On the film’s 25th anniversary, find out how they made that ‘Wag the Dog’ scene with Kirsten Dunst.
UPDATE: Now available on Amazon.
Inside issue #3 of befores & afters magazine is a feature story about ‘meta’ moments in visual effects. These are times I identified in films when characters appear to be utilizing visual effects, CG or animation hardware or software, but really aren’t, while sometimes actual visual effects trickery is required to both make it seem as if the characters are using that particular tool, and to actually pull off the resulting imagery.
Here’s some examples: scenes like the scanning scene featuring Susan Dey in Looker, another scanning moment involving the appearance of Robin Wright inside an actual USC ICT Light Stage in The Congress, the fake editing of stand-ins involving Arnold Schwarzenegger’s character in The Running Man, the bluescreen Albanian ‘fake war’ shots of Kirsten Dunst and some potato chips in Wag the Dog, and the pretend 3D software interfaces made for Bloodshot.
Here’s a special preview of the magazine article with an excerpt that looks at the fake Wag the Dog scene, which is now celebrating its 25th anniversary. Hope you enjoy!
MORE FAKERY WITH REAL-TIME EDITING
From deep fakes to fake news. We all know now that the manipulation of imagery and video is possible with modern visual effects tools, and that it can, thanks in part to real-time rendering and game engines, now happen largely in real-time. It was in Barry Levinson’s Wag the Dog (1997)—made at a time prior to the advent of these real-time tools—where not only were these fake news possibilities humorously exemplified, but also with somewhat of a foreshadowing of how they might even occur, technically.
In the film, a war in Albania is fabricated by a Hollywood producer (played by Dustin Hoffman) in order to distract voters from a U.S. presidential sex scandal. This even includes the creation of fake footage of an Albanian village war zone sequence aimed at generating sympathy around an orphan played by Kirsten Dunst. The footage is shown being filmed on a bluescreen stage, with several layers of details manipulated in a studio control room, even down to the ‘live’ replacement of potato chips being carried by the orphan with a kitten.

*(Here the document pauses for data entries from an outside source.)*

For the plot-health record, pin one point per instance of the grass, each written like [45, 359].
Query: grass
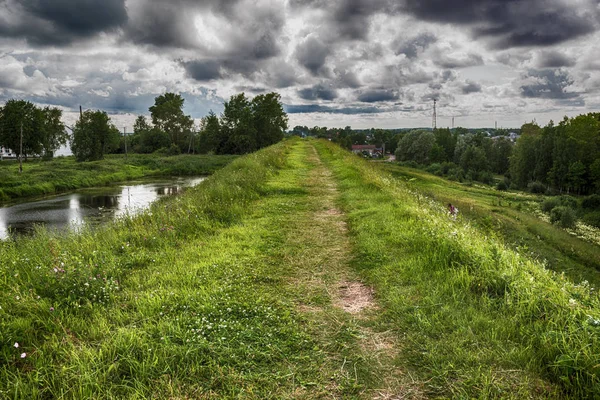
[64, 173]
[476, 318]
[516, 217]
[232, 290]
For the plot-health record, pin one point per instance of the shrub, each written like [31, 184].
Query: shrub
[568, 201]
[592, 218]
[536, 187]
[563, 216]
[435, 169]
[550, 203]
[486, 177]
[591, 202]
[502, 186]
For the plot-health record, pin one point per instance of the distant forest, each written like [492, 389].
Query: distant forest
[558, 158]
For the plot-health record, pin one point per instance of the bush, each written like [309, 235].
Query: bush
[592, 218]
[563, 216]
[591, 202]
[435, 169]
[550, 203]
[502, 186]
[568, 201]
[536, 187]
[486, 177]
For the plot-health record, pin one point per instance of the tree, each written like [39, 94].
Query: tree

So, once again, there was a requirement to show firstly the video manipulations themselves, as well as the ‘behind the scenes’ of the characters pretending to be behind those actual manipulations in the control room, which effectively meant revealing on monitors how imagery could be pushed and pulled around and how live composites of the bluescreen plate shoot could switch to final Albania village environments. Behind that VFX and 24-frame playback work was E=mc², Inc., led by CEO Rob Morgenroth, who notes the major challenges at the time of dealing with TV screens in films.
“Back then, it was a very big deal to rig the television monitors for that sequence. It took about a week to prepare the equipment. Remember, the screens were CRTs, not LEDs, so 24 frame synchronized camera-to-monitor electronic slaving was required. We were running all the video at 24.07 or so FPS, and all the monitors had to be adjusted to 655 line/48 hz, and we had to hide literally thousands of feet of cable behind the monitors to the 24 frame modified video 3/4″ playback decks.”
Add to that challenge the need to run all this imagery live while actors mimed pointing to it or operating the ‘gear’. Morgenroth notes, in fact, that “the toughest thing then, probably, as it is now, is timing an actor’s activity, i.e. pointing at a screen and it comes up to precisely the right content at precisely the right time, to electronic delivery so that it is captured on media correctly as envisioned by the director.”
The most talked about moment in that fake Albanian village sequence is the aforementioned chips-for-the-kitten shot. The shot itself was pre-done before the shoot, as Morgenroth explains.
“We had the ‘unknown’ actress (this was pre-Spider-Man) hold the chips, shoot her on video, be physically still while we replaced the chips with the kitten, and resumed shooting video. We used each shot as elements in still frame, and used a switcher in post to fade between the two shots. Then we saved the edited video, converted it into 655/24 frame video, and played it back on set. Again, try to imagine timing the actors so that they would point to the monitor at the right time, because the video was rolling—it couldn’t be slowed down or sped up to match. Today it is much simpler with digital content, digital playback, and live switching. But the problem today is that shots like the ones we did then are too simplistic and much more complex effects are requested.”